Application to treatment and diagnosis
Compounds and antibodies targeting the molecules in microglia, including P2X4 receptor, have been developed and reported to be effective in preclinical studies.6, 21) It is hoped that the efficacy will also be shown in clinical studies in patients with neuropathic pain.
Microglial imaging techniques in the human brain and spinal cord are applicable to drug discovery, treatment, and even diagnosis. While microglia are extremely difficult to biopsy, a research group led by Takahiro Kato at Kyushu University found that induced microglia-like cells (iMG cells) differentiated from peripheral blood monocytes of patients with fibromyalgia had an increased ability to release TNFα, and this increase was associated with pain.22) Future studies may be expected to lead to application of iMG cells to diagnosis and treatment of chronic pain.

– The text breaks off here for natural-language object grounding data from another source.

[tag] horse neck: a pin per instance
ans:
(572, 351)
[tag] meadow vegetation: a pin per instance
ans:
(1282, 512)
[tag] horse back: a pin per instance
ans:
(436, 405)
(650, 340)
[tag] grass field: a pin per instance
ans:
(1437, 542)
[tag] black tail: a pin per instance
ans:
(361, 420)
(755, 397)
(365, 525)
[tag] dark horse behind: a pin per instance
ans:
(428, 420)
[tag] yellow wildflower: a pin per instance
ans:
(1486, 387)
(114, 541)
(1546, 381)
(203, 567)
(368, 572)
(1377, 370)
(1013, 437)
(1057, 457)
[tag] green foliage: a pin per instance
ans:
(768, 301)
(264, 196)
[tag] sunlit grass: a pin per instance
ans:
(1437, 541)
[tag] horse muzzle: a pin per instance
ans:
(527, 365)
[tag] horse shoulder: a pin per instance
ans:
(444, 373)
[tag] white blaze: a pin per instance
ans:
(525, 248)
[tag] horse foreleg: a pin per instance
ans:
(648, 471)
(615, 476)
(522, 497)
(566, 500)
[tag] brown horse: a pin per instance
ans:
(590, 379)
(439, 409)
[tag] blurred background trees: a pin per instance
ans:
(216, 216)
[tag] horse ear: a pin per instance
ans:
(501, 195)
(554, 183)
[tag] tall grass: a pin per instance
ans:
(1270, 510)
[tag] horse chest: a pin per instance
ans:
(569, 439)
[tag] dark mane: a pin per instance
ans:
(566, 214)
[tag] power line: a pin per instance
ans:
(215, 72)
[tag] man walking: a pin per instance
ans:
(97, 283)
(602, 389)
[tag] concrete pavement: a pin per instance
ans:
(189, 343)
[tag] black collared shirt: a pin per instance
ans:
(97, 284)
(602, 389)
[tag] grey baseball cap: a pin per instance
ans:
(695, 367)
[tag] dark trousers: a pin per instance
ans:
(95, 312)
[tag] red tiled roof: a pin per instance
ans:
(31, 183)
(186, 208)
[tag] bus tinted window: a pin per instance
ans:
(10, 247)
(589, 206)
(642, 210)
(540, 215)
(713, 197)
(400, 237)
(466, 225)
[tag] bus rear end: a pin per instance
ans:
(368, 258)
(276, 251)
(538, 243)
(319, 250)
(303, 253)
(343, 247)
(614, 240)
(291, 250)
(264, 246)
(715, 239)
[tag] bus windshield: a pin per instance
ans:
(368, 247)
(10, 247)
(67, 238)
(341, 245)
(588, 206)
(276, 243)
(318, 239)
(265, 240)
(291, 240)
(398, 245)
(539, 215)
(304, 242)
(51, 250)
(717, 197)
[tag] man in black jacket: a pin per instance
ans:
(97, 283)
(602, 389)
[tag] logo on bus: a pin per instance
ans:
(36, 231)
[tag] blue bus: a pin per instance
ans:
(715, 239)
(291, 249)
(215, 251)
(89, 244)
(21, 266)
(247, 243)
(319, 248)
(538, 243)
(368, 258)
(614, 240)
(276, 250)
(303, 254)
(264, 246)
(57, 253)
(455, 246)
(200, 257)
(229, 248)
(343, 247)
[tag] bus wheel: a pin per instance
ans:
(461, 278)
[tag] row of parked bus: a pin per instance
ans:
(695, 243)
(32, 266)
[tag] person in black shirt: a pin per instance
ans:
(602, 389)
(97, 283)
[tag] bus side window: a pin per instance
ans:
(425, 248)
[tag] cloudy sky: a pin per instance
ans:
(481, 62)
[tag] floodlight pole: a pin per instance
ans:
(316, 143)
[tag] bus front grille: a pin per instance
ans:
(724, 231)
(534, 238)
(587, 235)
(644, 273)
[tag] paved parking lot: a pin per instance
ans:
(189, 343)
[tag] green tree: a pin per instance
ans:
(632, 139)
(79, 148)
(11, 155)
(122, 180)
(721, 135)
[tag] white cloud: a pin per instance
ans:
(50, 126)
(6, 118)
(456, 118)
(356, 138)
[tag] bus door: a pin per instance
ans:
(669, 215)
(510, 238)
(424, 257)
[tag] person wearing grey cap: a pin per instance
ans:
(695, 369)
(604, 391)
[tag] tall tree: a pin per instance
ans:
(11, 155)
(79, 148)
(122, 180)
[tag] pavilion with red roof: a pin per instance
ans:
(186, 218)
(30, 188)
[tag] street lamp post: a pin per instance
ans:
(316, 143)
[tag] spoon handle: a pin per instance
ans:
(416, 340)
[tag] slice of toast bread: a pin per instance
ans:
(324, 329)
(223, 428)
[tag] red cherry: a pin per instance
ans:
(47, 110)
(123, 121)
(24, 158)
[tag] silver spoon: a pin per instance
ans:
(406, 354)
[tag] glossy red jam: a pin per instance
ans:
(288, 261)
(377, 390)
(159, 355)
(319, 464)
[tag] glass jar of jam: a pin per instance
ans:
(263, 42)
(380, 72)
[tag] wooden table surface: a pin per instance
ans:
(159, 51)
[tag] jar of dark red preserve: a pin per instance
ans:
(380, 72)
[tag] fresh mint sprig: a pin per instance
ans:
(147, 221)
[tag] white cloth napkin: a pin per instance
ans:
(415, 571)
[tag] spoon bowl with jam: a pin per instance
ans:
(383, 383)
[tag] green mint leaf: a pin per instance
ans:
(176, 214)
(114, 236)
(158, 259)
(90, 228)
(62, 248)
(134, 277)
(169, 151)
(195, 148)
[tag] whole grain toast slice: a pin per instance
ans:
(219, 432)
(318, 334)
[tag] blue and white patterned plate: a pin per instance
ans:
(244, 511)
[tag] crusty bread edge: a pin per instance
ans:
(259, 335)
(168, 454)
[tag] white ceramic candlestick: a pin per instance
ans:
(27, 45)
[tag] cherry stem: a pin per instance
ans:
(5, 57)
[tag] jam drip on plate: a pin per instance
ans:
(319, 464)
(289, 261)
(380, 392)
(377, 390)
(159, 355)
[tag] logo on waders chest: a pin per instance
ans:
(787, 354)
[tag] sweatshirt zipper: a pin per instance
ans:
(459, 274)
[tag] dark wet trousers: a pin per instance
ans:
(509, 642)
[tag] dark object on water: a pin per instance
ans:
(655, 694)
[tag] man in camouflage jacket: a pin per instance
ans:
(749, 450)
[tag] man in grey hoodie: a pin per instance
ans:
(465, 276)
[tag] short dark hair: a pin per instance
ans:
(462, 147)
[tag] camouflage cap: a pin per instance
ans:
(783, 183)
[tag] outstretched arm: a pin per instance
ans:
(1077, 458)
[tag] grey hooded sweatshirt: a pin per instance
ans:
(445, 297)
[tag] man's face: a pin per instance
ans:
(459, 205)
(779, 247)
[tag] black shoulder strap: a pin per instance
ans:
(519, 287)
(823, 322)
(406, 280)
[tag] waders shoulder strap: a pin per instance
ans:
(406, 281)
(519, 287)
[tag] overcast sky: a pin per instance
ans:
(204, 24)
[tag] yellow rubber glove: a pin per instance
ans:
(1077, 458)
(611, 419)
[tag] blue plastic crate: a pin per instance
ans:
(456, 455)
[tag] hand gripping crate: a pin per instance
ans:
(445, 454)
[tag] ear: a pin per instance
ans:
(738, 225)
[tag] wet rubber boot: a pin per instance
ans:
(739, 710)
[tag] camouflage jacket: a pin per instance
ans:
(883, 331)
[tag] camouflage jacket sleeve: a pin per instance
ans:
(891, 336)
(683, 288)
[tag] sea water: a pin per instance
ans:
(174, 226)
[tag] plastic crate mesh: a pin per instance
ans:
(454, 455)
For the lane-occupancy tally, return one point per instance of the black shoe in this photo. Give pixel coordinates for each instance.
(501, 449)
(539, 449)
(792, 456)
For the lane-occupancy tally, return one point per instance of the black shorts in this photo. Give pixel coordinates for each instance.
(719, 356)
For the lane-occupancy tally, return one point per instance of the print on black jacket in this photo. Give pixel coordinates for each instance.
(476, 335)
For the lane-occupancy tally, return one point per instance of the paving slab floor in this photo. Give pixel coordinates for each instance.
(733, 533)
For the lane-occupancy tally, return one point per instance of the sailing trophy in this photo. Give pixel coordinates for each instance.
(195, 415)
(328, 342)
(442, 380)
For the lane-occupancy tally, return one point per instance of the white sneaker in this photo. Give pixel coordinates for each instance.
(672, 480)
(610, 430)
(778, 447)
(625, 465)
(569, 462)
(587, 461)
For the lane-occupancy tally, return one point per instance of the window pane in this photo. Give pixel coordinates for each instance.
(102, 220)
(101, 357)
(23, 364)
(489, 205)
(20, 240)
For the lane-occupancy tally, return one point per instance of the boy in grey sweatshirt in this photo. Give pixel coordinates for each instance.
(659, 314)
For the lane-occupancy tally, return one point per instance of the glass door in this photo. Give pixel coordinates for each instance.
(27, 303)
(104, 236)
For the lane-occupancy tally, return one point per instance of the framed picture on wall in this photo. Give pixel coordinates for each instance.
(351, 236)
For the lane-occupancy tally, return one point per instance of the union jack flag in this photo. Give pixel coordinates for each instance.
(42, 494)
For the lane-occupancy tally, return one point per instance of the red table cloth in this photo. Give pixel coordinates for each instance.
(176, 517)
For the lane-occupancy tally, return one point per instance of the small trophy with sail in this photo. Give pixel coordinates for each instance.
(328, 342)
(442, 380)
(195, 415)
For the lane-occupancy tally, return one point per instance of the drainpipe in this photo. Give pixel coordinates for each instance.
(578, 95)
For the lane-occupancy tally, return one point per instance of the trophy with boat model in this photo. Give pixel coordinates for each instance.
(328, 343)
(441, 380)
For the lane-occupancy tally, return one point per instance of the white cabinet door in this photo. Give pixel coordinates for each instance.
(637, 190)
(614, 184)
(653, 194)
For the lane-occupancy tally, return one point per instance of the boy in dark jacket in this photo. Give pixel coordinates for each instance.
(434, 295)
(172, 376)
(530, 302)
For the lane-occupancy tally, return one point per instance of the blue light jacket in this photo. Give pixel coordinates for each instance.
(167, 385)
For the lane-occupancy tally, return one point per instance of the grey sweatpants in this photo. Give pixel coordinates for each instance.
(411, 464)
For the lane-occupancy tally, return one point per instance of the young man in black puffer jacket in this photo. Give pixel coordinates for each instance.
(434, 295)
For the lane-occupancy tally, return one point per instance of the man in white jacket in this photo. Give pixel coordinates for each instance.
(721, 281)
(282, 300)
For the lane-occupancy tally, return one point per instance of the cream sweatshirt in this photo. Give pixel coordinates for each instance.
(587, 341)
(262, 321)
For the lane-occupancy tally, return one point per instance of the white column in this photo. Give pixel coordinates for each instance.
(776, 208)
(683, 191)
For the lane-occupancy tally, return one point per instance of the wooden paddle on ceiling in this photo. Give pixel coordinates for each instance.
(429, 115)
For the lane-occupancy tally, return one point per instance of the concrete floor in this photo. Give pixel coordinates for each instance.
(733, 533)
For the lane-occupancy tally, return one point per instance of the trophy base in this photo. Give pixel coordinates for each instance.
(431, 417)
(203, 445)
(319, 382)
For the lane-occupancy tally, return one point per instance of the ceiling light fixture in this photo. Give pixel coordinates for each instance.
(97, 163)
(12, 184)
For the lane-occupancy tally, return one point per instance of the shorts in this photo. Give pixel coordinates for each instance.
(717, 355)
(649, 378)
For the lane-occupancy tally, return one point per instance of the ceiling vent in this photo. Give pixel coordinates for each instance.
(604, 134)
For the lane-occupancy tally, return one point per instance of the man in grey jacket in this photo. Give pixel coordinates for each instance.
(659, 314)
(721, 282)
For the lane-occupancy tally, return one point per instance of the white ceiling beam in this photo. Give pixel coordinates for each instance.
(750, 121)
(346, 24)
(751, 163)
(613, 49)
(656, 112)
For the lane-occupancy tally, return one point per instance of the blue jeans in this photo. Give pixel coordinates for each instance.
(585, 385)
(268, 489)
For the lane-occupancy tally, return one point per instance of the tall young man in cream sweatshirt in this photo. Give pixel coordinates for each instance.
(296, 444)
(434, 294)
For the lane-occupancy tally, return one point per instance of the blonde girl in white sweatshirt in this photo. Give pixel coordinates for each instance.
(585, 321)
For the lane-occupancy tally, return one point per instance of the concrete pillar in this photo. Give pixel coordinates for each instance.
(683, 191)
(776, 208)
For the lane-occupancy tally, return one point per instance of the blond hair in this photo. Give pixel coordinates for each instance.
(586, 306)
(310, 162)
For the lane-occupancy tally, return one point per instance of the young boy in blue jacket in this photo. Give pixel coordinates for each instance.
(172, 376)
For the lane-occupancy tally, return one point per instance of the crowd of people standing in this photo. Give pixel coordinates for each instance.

Many studies over the past several decades have revealed the importance of not only neurons, but also microglia, which are activated in the spinal dorsal horn and brain along with neuronal damage, in the development of neuropathic pain.6) Contribution of astrocytes to neuropathic pain has also been shown (refer to another review,23) etc.). These findings serve as an important example of powerful effects of glial cells, which have traditionally been regarded merely as nerve supporting cells, on neuronal function, highlighting the importance of perspective to neuron-glia interactions to understand the mechanism of neuropathic pain and central nervous functions. On the other hand, it is very unclear how the heterogeneity of microglia, which has been revealed by recent single-cell analyses, is altered after neuronal damage, and what this alteration means in chronic pain, requiring further studies. Future clarification of roles of microglial subsets and microglial interactions with neurons may open an important way to elucidate the mechanism of neuropathic pain and develop treatments.